|Henriksson, G - UNIV GA DEPT BIOCHEM|
|Eriksson, K-E - UNIV GA DEPT BIOCHEM|
Submitted to: Textile Research Journal
Publication Type: Peer Reviewed Journal
Publication Acceptance Date: September 10, 1997
Publication Date: N/A
Interpretive Summary: Growth in the use of flax for textiles, and subsequently development of a US flax/linen industry, is limited by ineffective retting. Retting is the process by which fibers are isolated from the plant stem. Studies were conducted that showed newly isolated fungi have the potential to improve the effectively extracted textile fibers and may provide better commercial enzyme mixtures for retting. Results are important in providing for expanded opportunities to produce a new crop (fiber flax) in the US for the adding value to industrial fiber crops for the textile industry.

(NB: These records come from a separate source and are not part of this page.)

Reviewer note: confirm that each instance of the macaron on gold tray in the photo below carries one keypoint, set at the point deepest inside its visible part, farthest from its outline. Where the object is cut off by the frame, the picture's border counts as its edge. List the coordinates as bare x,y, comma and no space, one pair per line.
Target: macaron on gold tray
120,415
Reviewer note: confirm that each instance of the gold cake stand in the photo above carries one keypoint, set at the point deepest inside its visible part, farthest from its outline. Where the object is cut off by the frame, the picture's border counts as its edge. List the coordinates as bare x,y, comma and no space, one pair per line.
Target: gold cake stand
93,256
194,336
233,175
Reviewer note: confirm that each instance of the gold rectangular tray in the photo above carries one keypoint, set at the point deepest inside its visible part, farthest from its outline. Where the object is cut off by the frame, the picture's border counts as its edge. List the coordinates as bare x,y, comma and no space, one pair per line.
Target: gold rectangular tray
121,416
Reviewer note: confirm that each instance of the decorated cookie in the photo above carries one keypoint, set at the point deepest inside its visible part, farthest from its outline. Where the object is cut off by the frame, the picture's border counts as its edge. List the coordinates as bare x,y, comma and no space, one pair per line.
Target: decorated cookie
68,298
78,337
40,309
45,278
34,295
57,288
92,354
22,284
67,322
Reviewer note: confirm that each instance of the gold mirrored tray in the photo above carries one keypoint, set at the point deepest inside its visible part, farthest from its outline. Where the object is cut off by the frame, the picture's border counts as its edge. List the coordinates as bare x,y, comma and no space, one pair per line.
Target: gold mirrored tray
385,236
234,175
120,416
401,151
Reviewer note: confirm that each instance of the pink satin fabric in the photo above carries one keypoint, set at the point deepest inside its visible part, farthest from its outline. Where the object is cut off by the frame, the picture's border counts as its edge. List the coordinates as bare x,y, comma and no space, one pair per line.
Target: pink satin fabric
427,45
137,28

Technical Abstract: Rhizomucor pusillus and Fusarium lateritium, isolated from flax dew-retted in South Caroline, and Epicoccus nigrum, isolated from flax dew-retted in the Netherlands, were evaluated for their structutal modifications of various cells in flax stems. Particularly, the effects on the fiber walls and bundles as related to retting were examined. All fungi were effective in degrading parenchyma tissues and in isolating fibers. However, F. lateritium and particularly E. nigrum also degraded the fiber cell walls including the secondary layers, indicating the potential for over-retting and reduction of fiber strength. In contrast, R. pusillus did not appear to attack the main portion of the secondary wall but degraded the most central portion of the fiber wall, thus expanding the fiber lumen. Extracellular enzymes produced by this fungus appeared to degrade effectively the middle lamellae, separating bundles into fibers. The lignified walls of the core cells were partially degraded by F. lateritium but not R. pusillus or E. nigrum. R. pusillus and E. nigrum appeared to partially degrade or alter the cuticular surface of the stem, possibly facilitating hyphal penetration to the internal tissues. These observations of structural alterations indicated that R. pusillus possessed the best retting capabilities. Results are interpreted in light of previous information on the enzymatic profile of these fungi.